Monday, September 10, 2012

Market Commentary for the week of September 10, 2012

Does a powerful upcycle necessarily have to be followed by a downcycle?  Well, yes, if one believes in the notion of parabolic quantitative market theory.  Given that you can’t fill up a phenomenon greater than 100%, nor empty it more than zero, what happens when you reach a statistical “saturation point”, when the laws of probability no longer engender positive outcomes?

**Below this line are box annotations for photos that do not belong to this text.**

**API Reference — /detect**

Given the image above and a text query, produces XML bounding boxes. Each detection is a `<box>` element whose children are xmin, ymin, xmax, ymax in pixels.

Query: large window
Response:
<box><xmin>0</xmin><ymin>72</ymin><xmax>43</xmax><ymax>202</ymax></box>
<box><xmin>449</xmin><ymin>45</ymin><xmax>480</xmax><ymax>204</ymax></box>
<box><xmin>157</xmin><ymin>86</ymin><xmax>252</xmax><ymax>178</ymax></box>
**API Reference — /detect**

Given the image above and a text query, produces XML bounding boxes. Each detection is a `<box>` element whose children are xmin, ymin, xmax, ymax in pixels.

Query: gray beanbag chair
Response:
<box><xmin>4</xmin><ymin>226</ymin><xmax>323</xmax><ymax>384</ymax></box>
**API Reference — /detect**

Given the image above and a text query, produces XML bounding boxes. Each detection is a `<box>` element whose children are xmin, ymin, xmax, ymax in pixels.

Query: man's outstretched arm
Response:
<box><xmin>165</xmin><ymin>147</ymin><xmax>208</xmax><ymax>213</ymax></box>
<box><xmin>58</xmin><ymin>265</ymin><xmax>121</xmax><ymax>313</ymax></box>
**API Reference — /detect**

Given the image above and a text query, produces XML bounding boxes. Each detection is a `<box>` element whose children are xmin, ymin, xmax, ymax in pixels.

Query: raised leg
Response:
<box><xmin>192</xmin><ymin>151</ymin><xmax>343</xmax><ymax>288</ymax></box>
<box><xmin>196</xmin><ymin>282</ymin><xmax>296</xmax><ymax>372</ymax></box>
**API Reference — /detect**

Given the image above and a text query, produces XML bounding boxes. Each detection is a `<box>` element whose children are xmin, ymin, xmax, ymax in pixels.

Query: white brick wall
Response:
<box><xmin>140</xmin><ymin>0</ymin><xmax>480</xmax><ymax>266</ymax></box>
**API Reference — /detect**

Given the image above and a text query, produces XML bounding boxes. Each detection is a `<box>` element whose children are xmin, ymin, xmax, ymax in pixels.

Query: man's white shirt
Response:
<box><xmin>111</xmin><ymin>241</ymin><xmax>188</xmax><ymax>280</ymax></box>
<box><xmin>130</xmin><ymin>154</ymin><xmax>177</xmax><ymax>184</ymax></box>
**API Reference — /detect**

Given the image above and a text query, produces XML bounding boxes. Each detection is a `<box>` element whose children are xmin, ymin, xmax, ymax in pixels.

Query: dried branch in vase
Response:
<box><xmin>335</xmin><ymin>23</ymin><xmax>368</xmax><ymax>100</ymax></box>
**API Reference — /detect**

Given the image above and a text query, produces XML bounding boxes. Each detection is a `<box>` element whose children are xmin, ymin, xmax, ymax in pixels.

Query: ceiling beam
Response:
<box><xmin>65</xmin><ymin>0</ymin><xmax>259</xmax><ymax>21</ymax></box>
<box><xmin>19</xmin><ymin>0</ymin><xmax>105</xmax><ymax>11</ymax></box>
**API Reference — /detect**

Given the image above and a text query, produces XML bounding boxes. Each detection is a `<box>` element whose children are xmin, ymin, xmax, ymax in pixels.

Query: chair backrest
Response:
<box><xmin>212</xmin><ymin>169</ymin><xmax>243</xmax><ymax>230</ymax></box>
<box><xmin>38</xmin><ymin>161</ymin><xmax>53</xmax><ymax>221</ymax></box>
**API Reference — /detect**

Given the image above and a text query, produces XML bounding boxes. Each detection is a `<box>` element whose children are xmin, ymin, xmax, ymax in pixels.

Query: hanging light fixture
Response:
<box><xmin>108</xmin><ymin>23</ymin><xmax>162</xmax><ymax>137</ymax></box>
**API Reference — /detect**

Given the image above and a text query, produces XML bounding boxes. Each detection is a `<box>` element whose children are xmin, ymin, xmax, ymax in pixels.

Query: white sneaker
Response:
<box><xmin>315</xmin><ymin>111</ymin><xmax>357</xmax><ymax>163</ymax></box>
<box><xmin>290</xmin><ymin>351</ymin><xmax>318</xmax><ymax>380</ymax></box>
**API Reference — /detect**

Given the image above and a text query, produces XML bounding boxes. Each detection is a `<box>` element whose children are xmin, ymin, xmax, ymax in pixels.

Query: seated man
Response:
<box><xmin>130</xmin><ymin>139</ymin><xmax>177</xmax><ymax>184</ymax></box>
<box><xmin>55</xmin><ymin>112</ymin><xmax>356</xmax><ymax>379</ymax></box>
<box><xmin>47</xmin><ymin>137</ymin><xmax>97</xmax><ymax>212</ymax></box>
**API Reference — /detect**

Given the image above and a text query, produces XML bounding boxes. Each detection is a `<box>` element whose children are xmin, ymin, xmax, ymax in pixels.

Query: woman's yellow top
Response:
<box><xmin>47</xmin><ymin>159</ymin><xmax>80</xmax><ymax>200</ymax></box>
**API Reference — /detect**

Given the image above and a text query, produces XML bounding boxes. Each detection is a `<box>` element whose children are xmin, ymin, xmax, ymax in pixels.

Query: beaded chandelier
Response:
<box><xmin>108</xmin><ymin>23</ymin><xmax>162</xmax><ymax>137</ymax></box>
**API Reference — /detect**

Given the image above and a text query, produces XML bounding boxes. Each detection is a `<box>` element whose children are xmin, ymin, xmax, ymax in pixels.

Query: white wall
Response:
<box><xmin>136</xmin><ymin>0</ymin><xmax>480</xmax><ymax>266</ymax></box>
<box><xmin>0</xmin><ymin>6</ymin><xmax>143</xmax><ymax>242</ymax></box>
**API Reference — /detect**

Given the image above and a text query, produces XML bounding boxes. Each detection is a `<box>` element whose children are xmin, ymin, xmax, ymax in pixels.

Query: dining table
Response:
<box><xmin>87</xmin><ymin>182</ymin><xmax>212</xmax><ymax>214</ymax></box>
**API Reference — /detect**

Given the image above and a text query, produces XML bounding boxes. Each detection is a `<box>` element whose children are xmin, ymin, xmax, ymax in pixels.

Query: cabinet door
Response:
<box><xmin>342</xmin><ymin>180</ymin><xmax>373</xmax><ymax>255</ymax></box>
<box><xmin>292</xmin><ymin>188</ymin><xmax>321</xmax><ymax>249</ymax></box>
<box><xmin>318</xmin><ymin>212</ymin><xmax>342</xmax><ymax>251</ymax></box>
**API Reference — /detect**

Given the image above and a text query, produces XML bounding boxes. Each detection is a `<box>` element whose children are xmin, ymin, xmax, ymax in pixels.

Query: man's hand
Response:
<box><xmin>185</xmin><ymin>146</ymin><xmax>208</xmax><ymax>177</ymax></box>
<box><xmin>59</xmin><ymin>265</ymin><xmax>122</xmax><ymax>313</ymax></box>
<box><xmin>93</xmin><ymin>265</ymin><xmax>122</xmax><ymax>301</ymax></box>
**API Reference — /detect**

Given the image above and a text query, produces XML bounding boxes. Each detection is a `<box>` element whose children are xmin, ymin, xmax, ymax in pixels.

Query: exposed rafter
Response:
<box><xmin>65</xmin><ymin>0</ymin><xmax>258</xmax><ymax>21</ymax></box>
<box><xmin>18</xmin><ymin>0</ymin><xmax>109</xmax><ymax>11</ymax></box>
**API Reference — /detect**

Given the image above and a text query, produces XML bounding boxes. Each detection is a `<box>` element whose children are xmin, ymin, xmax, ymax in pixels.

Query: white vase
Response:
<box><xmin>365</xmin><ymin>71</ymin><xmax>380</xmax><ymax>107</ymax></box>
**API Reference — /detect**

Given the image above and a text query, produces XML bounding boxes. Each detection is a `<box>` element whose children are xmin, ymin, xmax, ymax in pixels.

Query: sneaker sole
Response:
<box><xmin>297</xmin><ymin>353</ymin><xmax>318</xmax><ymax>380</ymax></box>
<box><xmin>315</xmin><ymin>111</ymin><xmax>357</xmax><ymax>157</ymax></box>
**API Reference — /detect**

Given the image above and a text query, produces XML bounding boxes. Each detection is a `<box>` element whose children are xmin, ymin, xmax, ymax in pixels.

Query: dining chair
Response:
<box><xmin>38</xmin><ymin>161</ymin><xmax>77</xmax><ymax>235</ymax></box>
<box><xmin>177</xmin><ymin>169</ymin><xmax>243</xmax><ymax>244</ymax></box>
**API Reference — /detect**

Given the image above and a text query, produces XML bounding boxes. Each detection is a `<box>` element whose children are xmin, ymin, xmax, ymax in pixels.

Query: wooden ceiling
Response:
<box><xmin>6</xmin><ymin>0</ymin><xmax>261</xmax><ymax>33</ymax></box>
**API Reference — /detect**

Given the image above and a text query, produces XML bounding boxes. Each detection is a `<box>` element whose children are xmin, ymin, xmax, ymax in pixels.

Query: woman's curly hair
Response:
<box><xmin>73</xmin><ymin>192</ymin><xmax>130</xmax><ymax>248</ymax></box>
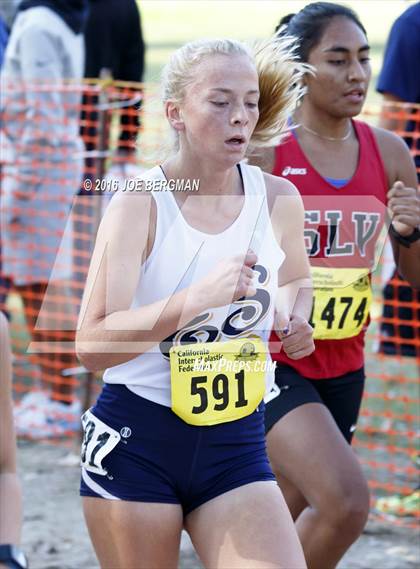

Economists and historians have long understood the necessity of balance.  In order to assess the probability of a trajectory, you have to be closer to the “zed-line”, that point where, minimally, one’s odds of success are 50/50, than closer to the end-point of a parabolic ascent/descent.  For example, as we near the end of a recession there is more reason for hope than when the initial storm clouds of trouble were brewing.

For practical reasons, nothing lasts forever.  Managing change, and risk, is more effective than waiting for change to occur.  When it comes to market theory, there is a big difference between strict fundamentals, versus quantifying the likelihood that those fundamentals generate positive alpha for portfolios.

One runs into trouble, for example, thinking that strict diversification is same thing as market weighting leaders and laggards in a portfolio.  On its own, diversification is a scatter-shot, rough balance approach.  The prospect of measuring which companies might succeed makes more sense.

Many portfolios have been crushed by the impact that one or more stocks might impose upon an outcome.  In today’s market, buying gold, technology, basic materials, or cyclicals in large quantities might yield the inverse of what the speculators intended.  While it’s not sexy, picking your battles in modulation can be particularly more effective than an all-or-none approach.  The tech wreck (2000) and the global credit crisis (2007) are two recent examples of seriously overestimating the chances for portfolio aggrandizement from what, on their own, are more serious threats when taken in improper allocations.  It is the portfolio manager’s responsibility to look for the next bubble before it occurs, and not to underestimate the statistical probabilities that are staring him/her in the face.


While it appears that the pieces are beginning to fit together in solving some global debt matters, we know that the solutions are not achieved in the short run.  Market rallies which emanate from news-driven events are not cycles in the purest sense.  The real strength of conviction and belief lies in seeing several short cycle events strung together to build a longer trend.

Adjustments must always be made and anticipated.  The tough decisions from the Euro zone have been unable, as yet, to sway long-term confidence.  Obviously, the markets are waiting for solutions that stress a palatability of alleviating the crises.  Since there is little “wiggle room”, there is less time and patience that the public, and markets, can muster when waiting.  In a global sense, it must be necessary to convince disparate geographies that the benefit accrues equally to all regions and all interests.

While there is no sweeping, single solution to the global debt/credit crisis, it is critical to see an outcome which promotes growth, trade, expansion….and inclusion.  At this juncture, withdrawing from the process is not an option.  The risks of inertia are overwhelming.  Coming at a time when confidence is waning, it might be that perception of an effort to build consensus could be as significant as the overall details of an agreement itself.

The most pleasant surprise of this summer’s rally is that we have reasonably held off a traditional “summer swoon” which might have exacerbated the calamity had it occurred.  Although the data are not significantly better, really, the general panic and exasperation have abated somewhat.

Statistically, big upward pushes must be followed by declines.  As we near the fourth quarter we are holding our collective breath to see if statistics trump hope, or if the mathematical headwinds are simply too great at this time.